Discovery's crew visits the shuttle hangar in January. Credit: NASA-KSC
 
Discovery's rollover to the Vehicle Assembly Building to meet a waiting external fuel tank and solid rocket boosters is now scheduled for no earlier than Feb. 22, a NASA spokesperson said.

The shuttle was originally scheduled to move to the cavernous integration building Feb. 11, but a spell of cold weather in Florida held up those plans. According to NASA, temperatures can't dip below 45 degrees Fahrenheit for more than four hours between the time Discovery leaves the hangar and when it it attached to its orange bullet-shaped fuel tank.

The cold conditions could damage Discovery's maneuvering thrusters because the shuttle will not be hooked up to heating purges as it is lifted by massive cranes inside the VAB.

If Discovery leaves its Orbiter Processing Facility bay Feb. 22, the shuttle is slated to make the 3.5-mile trip to launch pad 39A on the morning of March 2, according to a NASA spokesperson.

The rollover delays threaten to push Discovery's launch to the International Space Station until after the next long-duration crew arrives at the outpost.

The next group of residents -- two Russians and one American -- are scheduled for launch on a Soyuz rocket early April 2. The crew will reach the orbiting lab complex two days later.

NASA does not want a space shuttle present at the station when other spacecraft dock to the outpost.

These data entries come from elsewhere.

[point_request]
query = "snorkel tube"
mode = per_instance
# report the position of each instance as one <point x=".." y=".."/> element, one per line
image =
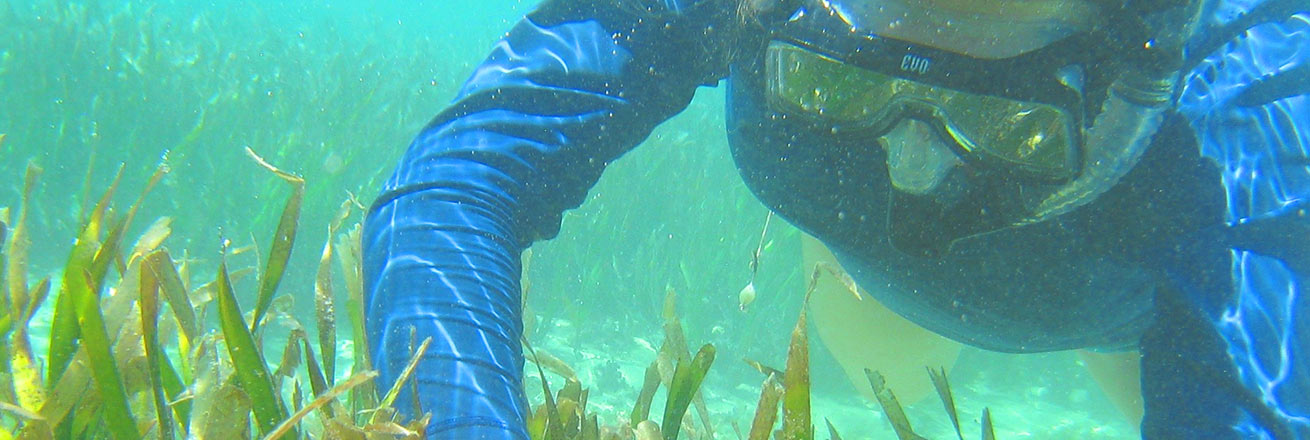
<point x="1135" y="104"/>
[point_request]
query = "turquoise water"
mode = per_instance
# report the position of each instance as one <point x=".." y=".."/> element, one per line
<point x="333" y="91"/>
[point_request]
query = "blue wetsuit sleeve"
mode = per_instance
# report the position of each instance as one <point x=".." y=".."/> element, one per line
<point x="567" y="91"/>
<point x="1242" y="368"/>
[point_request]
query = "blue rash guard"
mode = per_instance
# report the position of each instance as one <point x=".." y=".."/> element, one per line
<point x="1195" y="258"/>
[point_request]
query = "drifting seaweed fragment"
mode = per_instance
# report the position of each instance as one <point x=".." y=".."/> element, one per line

Discovery's liftoff is still officially set for March 18, putting the shuttle's departure from the station on March 29. Discovery would have to leave the complex by around April 3 to clear the way for the docking of the three-person Soyuz capsule.

If Discovery's launch slipped five or six days, NASA would likely opt to reschedule the mission until early April, after the Soyuz docking.

The first launch attempt could be April 4 at about 6:45 a.m. EDT (1045 GMT).

Discovery's STS-131 mission will haul a resupply module full of science gear for the space station. Led by commander Alan Poindexter, the seven-person crew will also conduct three spacewalks to replace parts outside the complex.

Joining Poindexter aboard Discovery will be pilot James Dutton and mission specialists Clayton Anderson, Rick Mastracchio, Dorothy Metcalf-Lindenburger, Stephanie Wilson and rookie Japanese astronaut Naoko Yamazaki.